In basketball and bull riding, time is everything. 

A basketball player is granted ten seconds to advance the ball over the mid-court line before receiving a violation. In bull riding, a rider attempts to stay atop the bull for eight seconds.

For Austin Branagan, a sophomore from Lowell, Michigan, he’s familiar with both. A forward on the GC men’s basketball team, Branagan grew up playing basketball and football from a young age. But in the past year, he has tapped into a newly discovered passion influenced by years spent on his family farm: bull riding.

“It’s kind of like the lifestyle I grew up in,” Branagan said. “Because I’ve raised Texas Longhorns my whole life. Growing up on a farm and being around them is just my hobby.”

Raised around cattle, Branagan has always wanted to explore bull riding, but his busy schedule accompanied with his parent’s sceptisim of the danger in bull riding kept him away. That is, until he turned 19 and no longer needed a parent’s signature on the waiver form.

Now, Branagan has entered the world of bull riding with no plans to bow out any time soon.

When asked what he likes about the sport, he said, “The adrenaline rush and just being on top of a powerful animal.
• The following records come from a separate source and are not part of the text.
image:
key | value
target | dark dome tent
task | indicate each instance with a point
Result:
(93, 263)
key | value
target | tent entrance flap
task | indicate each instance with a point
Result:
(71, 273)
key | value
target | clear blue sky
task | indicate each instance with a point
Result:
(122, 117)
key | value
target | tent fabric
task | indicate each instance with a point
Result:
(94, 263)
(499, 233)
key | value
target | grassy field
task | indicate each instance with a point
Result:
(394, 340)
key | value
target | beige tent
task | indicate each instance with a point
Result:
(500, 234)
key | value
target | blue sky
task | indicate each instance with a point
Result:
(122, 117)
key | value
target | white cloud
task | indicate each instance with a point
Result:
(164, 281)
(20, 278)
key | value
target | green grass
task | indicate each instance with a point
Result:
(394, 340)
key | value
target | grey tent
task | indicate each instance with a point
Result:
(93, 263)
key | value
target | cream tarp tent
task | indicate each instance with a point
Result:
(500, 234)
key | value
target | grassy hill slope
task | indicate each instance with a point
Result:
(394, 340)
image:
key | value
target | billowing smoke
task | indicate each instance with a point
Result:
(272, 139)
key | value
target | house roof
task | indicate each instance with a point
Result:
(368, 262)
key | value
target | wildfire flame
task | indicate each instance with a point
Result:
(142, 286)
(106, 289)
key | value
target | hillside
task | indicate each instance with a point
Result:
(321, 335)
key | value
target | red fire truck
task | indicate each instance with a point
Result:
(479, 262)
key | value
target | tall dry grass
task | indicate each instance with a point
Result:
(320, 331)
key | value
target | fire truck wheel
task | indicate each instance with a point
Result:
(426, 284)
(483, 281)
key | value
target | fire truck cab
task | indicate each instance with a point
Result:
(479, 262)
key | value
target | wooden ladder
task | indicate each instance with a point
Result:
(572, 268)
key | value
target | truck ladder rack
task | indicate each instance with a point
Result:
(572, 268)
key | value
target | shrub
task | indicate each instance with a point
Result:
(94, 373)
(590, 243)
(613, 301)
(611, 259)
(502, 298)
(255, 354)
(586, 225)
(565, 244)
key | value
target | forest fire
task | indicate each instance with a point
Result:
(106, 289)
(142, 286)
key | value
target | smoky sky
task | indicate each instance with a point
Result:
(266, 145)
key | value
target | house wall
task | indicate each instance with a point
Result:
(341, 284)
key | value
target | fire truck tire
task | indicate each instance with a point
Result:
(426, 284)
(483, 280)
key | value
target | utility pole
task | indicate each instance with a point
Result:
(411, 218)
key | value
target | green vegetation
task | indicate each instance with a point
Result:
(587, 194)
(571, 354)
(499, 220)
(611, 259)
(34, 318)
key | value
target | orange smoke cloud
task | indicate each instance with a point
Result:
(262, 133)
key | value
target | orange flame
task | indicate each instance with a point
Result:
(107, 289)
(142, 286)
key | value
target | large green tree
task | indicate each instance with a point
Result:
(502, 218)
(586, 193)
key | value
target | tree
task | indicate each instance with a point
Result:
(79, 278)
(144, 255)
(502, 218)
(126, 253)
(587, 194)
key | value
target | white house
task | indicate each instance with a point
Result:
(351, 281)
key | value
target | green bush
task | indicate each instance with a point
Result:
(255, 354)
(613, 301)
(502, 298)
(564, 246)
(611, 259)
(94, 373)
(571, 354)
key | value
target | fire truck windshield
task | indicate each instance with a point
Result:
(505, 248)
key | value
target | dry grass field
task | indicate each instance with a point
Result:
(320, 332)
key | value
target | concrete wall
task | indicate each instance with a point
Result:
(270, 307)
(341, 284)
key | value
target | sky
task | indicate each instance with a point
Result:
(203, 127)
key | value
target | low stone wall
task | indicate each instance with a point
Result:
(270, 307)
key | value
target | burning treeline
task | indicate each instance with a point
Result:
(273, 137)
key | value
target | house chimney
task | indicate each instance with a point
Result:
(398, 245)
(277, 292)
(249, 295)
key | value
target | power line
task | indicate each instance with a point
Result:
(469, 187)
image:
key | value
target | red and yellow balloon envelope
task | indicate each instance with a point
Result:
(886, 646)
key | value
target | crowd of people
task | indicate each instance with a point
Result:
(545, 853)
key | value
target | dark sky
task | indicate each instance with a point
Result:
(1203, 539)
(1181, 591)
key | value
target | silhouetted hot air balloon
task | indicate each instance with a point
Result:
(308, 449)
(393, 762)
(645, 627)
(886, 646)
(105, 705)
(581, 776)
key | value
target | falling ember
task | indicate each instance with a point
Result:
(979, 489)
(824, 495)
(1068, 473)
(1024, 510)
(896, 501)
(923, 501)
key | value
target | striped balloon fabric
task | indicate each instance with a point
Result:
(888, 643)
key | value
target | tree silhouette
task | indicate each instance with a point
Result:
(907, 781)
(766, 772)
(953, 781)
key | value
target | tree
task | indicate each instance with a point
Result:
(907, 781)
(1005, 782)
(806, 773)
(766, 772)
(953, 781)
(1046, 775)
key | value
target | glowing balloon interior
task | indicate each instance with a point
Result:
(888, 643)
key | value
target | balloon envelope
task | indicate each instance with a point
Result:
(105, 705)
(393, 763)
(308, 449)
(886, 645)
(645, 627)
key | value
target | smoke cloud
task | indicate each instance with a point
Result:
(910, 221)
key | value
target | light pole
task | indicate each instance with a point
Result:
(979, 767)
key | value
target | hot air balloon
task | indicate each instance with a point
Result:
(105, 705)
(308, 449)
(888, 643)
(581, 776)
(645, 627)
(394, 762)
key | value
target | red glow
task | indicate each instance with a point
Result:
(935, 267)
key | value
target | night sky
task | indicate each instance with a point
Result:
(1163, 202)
I don’t know how to say it, it’s the accomplishment of being able to do something at that level, I guess.”

Branagan’s friend, Marcus Schussler, introduced him to bull riding last summer, taking him down to a barn near his Michigan home and drilling technique.

“The majority of riding is based on squeezing your legs together and trying to stay vertical on the bull,” Branagan said. “You don’t want your butt sitting on him, because then he has more force and opportunity to buck you off.”

But as Schussler warned him from the start, “It’s not about if you’re going to get hurt, it’s about when you’re going to get hurt.”

Branagan just didn’t expect the first injury to come the night before his bull riding rodeo debut. Atop the bull, Branagan rode for several seconds before falling to the ground behind the rear of the bull.

“He came down on my ribs with his two hoofs,” Branagan said. “So I broke two of my ribs and collapsed my lung. I was out for a week.”

After suffering the substantial injury in August, Branagan returned to Goshen for basketball preseason, his teammates soon learning about his sideline hobby and the reason he sat on the bench for the initial practices during fall 2019.

Branagan likes to keep basketball and bull riding separate, but attributes his increased aggressiveness on the court to his recent experience with bull riding.

“I just play a lot more physically, and sometimes it doesn’t help me because I get in foul trouble,” he said. “But a lot of times it does.”

Jon Tropf, head coach of the men’s basketball team, also commented on this aspect of Branagan’s game.

“Austin certainly has taken his game to a more aggressive and physical level this year,” he said. “I think the term for how he plays could be described as ‘Bull in a China Shop.’”

Tropf and Branagan often joke about his interest in bull riding. Branagan offers to teach his coach, Tropf refuses.

But Tropf said that Branagan’s story is also just one example of GC student athletes finding balance in their life outside the sport.

“While bull riding is not something you’d typically expect from a basketball player, if anyone gets to know Austin they would instantly think ‘oh that makes sense,’” Tropf said. “I mean the guy walks around campus in cowboy boots.”

In his GC apartment, Branagan keeps a steel barrel attached to a sawhorse on hand to practice. The contraption looks much like a wooden, stationary horse, minus the head. Branagan admits the barrel along with the ropes and large bull horns hanging in his room often render quizzical looks from his friends.

“With the barrel, I’m just building muscle memory and strength in my legs for that type of movement,” he said. “So when I’m on the bull, it’s just instinct.”

Branagan hopes to make a return to bull riding this summer, still looking for that first experience of riding a bull in a rodeo and the long-awaited promise of adrenaline.

“You’re in the shoot and then eight seconds later you’re done. If you make it to eight seconds,” he said. “That’s the goal.”